Zaten çocukluğumun çoğu günü Bandırma Gemisi'nde geçtiği için her tarafını cin gibi bilir ve bu gemiyi çok severdim. (..) Beynimde fırtınalar yaratan, hayalimde canlandırdığım bu büyük komutanı görmeden gidemezdim. Babama 'Ne olur beni Mustafa Kemal'e götür.' diye yalvardım. Babam önce bir düşündü, sonra 'Gel bakalım oğlum, bir çaresini buluruz belki' deyince sevinçten kalbim uçuyordu. Kız Kulesi açıklarında demirleyen Bandırma Vapuru'na, babamla beraber bir sandalla çıktık. (..) 

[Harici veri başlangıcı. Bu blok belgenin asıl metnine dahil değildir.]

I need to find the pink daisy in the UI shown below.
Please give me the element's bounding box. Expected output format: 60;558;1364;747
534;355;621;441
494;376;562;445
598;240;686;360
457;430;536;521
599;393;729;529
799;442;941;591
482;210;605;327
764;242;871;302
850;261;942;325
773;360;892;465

Mustafa Kemal'e ayrılan kamaraya geldik, beraberce içeri girdik, karşımda masmavi gözleriyle çakmak çakmak bakan büyük Komutan, büyük asker Mustafa Kemal oturuyordu. Bize doğru seslenerek, ''Hacı Bey, maşallah delikanlı cin gibi, bakışları akıl dolu, gel bakalım yanıma.' dedi.(..) Bana, 'Bu ülke hepimizin, ama esas siz gençlerin. Mücadeleden yılmak yok, tamam mı?'' dedi. 
(..) Şartlar o kadar aleyhteydi ki...(..)''
Atatürk'ün Yanı Başında

Mustafa Kemal'in 19 Mayıs 1919'da Samsun'a ayak basmasıyla farklı bir boyut kazanan milli mücadelede Atatürk'e verdiğimiz bir söz var: 


''Mücadeleden yılmayacağız.'' 

Nice 19 Mayıs'lara!


 19 Mayıs 1938 Gençlik ve Spor Bayramı'nda Atatürk, Yugoslav Harbiye Nazırı'nı kabul ederken.